After chatting with James Corden about his WW success, Dr. Allison Grupski reveals how you too can overcome pandemic weight gain.
If you’ve packed on the pounds during the pandemic, don’t worry, you’re anything but alone. A substantial 42 percent of people surveyed admitted they’ve gained “more weight than they intended” since March 2020, according to the American Psychological Association’s Stress In America report. And, of those, 1 in 10 said they’ve gained more than 50 pounds.
But, before you reach for that extra slice of pizza or cry in your beer, a behavioral change expert says that being “gentle with yourself” goes a long way towards getting your health back on track.
“We tend to think that being hard on ourselves will light a fire under us and push us to make changes,” Dr. Allison Grupski tells HollywoodLife. “More often, however, this actually backfires. And, if being self-critical helped us reach our goals, we’d have them all achieved by now, right?”
Dr. Grupski should know. The clinical health psychologist is WW’s Senior Director of Behavior Change Strategies & Coaching. (She’s the voice of authority who appeared in a recent video explaining to James Corden why the plan formerly known as Weight Watchers works and helped him to drop 20 pounds in three months.)
Rather than feeling stuck in a rut after gaining weight during the lockdown, Dr. Grupski suggests people focus on “building momentum” with a step-by-step approach. “To get started, simply take a small step – any step,” she says. “Make sure it’s something that’s small enough to be doable but significantly different enough from what you have been doing so that it will feel like you’ve made a change.”
By cleaning out your pantry or going on a 10-minute walk, for example, Dr. Grupski suggests you can spark motivation that you can build on the next day.
Here are her four other tips to get back on track after prolonged unhealthy eating, inactivity and weight gain:
1. Reconnect With What Matters To You
If you want to make a change, get grounded in your “why,” Dr. Grupski suggests. “In other words, the reason that this change matters to you. Keeping your why in mind helps you connect your goals and intentions to the bigger picture, shining a more meaningful light on the changes you want to make.”
2. Set Goals That Are Specific & Reasonable
“In setting your goals, the more specific the goal you set, the more likely you are to achieve it,” Dr. Grupski says. “Think about the what, when and where. Deciding ‘I’ll walk more this week’ won’t be as effective as a specific plan like, ‘I’ll walk on Monday, Wednesday and Thursday from 5:30-6:00 pm at the park.’ Also, pick goals that are reasonable for your life. Instead of ‘I will never have dessert,’ commit to something a little more reasonable like, ‘I’ll limit dessert to one night each week.’”
3. Expect Setbacks
Think “progress, not perfection,” Dr. Grupski urges. “It is not about if you have a setback, it’s about when you have a setback and how you respond to it,” she says. “Staying in the game is critical.” To effectively manage a setback the behavioral psychologist recommends two things – recover quickly and get back into your regular routine ASAP, and learn from the experience. “Think about how it happened and how you can change it,” she says.

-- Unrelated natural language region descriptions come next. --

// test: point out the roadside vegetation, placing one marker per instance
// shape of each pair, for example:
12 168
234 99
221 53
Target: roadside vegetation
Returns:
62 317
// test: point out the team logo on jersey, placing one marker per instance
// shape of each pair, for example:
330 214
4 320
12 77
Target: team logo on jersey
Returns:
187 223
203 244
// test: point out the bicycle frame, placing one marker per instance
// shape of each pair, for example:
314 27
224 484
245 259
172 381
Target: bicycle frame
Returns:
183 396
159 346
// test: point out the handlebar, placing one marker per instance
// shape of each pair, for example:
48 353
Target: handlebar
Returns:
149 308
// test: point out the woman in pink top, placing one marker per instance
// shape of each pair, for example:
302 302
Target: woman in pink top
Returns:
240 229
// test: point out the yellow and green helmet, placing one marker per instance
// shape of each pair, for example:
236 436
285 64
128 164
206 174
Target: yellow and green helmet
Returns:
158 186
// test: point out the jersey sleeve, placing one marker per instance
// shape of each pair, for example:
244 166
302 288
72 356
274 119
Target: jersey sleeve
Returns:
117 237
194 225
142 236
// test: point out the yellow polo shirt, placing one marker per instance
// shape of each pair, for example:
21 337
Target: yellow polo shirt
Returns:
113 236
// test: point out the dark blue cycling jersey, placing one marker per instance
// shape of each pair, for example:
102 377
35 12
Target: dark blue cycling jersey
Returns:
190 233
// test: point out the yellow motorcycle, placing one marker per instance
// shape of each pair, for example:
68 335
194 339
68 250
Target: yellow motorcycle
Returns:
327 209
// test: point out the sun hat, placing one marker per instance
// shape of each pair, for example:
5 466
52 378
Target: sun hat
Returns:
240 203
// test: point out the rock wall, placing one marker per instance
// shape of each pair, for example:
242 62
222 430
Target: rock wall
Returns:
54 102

4. Leverage Your Strengths
It may sound like a cliché but focusing on the positive, rather than the negative actually works when it comes to changing a bad habit, according to Dr. Grupski. “When we want to make changes, we often focus on what we feel we should stop doing or the ways we should try harder,” she says. “But science tells us if you are coming from a position of strength, rather than weakness, you will be more likely to succeed.”
Focus on what you already do well and build from there instead. “What skills, tendencies, and preferences do you have? How can you lean into them to help fuel the changes you want to make?” she says.
Ultimately, Dr. Grupski says losing weight and keeping it off requires thinking long term rather than searching for a quick fix. “We can all relate to wanting to have lost weight or to feel better yesterday,” she says. “But to make changes that last, we have to figure out how to fit them into our lives.”